Tapley House (Number 33) And Mentmore (Number 34) is a Grade II listed building in the North East Lincolnshire local planning authority area, England. First listed on 30 June 1999. House. 5 related planning applications.

Tapley House (Number 33) And Mentmore (Number 34)

WRENN ID
lone-ledge-rush
Grade
II
Local Planning Authority
North East Lincolnshire
Country
England
Date first listed
30 June 1999
Type
House
Source
Historic England listing

Description

Tapley House (Number 33) and Mentmore (Number 34)

A pair of houses dating from around 1900, built in red brick with imitation timber framing and plastered panels beneath Welsh slate roofs. The houses form a handed pair arranged in an approximately U-shaped plan.

The exterior comprises two storeys with six first-floor windows. A four-window middle section features twin central octagonal turrets, projecting gabled outer wings, and entrances positioned in the angles between. The base is marked by a chamfered plinth capped with blue brick.

Each house is approached by a flight of stone steps with low coped balustrade walls leading to an internal entrance porch. The basket-arched outer doorway has chamfered jambs, rusticated brick quoins, and a carved stone head with moulded imposts. The spandrels are panelled, and an architrave frames the opening. The porches contain polychrome tiled floors, dado rails, and part-glazed panelled doors with shaped lights set in glazed and panelled screens with engraved lights. Number 34 features a later two-fold panelled outer door beneath a radial fanlight with slender copper glazing bars.

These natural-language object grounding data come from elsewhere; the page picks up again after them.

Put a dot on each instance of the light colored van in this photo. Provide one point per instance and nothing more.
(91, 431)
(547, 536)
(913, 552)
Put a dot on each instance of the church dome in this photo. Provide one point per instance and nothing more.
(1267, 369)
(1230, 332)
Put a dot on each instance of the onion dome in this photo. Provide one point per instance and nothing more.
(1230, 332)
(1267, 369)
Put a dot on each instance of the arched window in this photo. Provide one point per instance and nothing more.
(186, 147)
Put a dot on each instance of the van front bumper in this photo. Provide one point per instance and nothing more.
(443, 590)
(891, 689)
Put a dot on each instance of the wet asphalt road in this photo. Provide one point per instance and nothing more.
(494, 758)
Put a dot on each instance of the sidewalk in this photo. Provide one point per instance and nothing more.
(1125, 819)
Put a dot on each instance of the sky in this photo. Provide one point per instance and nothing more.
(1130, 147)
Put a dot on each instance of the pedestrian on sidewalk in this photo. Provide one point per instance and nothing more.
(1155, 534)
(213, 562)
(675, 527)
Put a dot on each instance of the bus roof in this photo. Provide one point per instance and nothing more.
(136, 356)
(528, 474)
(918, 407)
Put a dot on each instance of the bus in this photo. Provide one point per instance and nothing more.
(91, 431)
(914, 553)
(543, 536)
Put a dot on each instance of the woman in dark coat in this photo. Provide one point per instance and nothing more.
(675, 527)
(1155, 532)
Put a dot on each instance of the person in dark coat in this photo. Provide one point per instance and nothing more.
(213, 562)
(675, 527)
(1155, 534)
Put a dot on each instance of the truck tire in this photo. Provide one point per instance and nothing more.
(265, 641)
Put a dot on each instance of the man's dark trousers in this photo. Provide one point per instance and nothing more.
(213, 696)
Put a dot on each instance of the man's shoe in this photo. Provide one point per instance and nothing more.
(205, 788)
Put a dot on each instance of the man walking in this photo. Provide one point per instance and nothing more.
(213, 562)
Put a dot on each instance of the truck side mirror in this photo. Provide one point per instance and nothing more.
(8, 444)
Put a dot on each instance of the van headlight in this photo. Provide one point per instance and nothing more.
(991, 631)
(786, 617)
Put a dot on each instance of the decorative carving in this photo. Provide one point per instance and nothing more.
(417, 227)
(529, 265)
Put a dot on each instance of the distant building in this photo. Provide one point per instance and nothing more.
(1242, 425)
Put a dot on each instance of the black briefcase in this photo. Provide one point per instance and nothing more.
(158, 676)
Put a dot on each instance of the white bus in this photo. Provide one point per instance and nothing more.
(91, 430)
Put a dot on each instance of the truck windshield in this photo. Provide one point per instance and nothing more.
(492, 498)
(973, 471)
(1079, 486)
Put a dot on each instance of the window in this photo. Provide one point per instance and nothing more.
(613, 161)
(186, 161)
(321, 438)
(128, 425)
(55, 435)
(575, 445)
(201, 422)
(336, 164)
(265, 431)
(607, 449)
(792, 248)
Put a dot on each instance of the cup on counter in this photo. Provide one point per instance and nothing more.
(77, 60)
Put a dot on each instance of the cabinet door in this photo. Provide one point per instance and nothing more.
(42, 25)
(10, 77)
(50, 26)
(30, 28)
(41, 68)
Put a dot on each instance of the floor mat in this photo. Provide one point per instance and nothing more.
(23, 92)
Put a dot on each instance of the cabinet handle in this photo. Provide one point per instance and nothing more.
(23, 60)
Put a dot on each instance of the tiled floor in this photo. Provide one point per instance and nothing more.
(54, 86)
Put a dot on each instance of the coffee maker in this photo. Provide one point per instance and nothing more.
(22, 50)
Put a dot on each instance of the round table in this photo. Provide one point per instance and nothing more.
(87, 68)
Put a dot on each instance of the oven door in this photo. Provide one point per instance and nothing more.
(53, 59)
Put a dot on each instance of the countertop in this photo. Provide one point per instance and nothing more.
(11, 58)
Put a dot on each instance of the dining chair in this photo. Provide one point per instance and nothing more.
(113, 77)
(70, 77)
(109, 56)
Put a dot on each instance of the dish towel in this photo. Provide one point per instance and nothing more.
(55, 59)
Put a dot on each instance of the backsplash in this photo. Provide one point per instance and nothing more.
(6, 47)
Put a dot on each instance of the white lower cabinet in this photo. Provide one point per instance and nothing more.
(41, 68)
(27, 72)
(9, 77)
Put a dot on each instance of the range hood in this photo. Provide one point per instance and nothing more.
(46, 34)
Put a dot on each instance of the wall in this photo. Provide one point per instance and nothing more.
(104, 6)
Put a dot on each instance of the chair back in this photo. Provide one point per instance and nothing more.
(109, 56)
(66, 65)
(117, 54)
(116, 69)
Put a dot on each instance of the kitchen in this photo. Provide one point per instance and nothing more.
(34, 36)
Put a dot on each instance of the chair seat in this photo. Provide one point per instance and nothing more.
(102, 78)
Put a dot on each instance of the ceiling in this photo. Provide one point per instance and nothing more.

The octagonal turrets are lit by plate-glass casements at each floor. The outer wings each have a projecting ground-floor brick bay window flanked by shaped wooden brackets that carry a jettied first floor. The bay windows have two lights to the front and one to each side, with sills and shaped lintels. A deep continuous dentilled and moulded wooden first-floor string course runs across the facade. Balconies above the entrances are fitted with pierced splat balusters, moulded piers, and rails. Number 34 retains an original cross-window to the balcony with moulded architrave and leaded lights incorporating coloured glass; Number 33 has a later French window and overlight.

The wings are clad with vertical timber panelling to the front and sides. Each contains a single tripartite four-light window with a central projecting triangular-pointed two-light section, set beneath a continuous pulvinated cornice. A Y-framed gable with deep bracketed eaves crowns each wing. The central turrets feature a similar cornice at eaves level, above which rises a short vertical-panelled octagonal stage topped by a short spire with splayed base and ball finial.

Moulded bargeboards with finials ornament the gables. Shaped and pierced eaves boards run across the remainder of the facade, including the turrets. All windows except those to the balconies have moulded wood mullions with large panes below and smaller segmental-arched panes above. Crested ridge-tiles crown the roof. Three ridge stacks with panelled sides and dentilled cornices carry original pots.

The right return features a pair of flat-roofed ground-floor wooden bay windows with glazing matching the front windows, a continuous first-floor corniced string course, and a pair of single sashes to the first floor. The left return is similar but has a brick chimneybreast to the right in place of a bay window.

The interiors contain moulded cornices and ceilings with round-arched openings to bay windows set with moulded corbels and archivolts. Number 34 preserves an Adam-style ceiling in the front room and a 17th-century-style panelled surround and overmantel to the recessed front fireplace. Both houses have staircases featuring bolection-panelled strings, pierced splat balusters, and bold newels with carved relief panels.

These houses form part of a series of stylish dwellings erected around Peoples Park in the 1890s and early 1900s, when Grimsby was flourishing as a fishing port.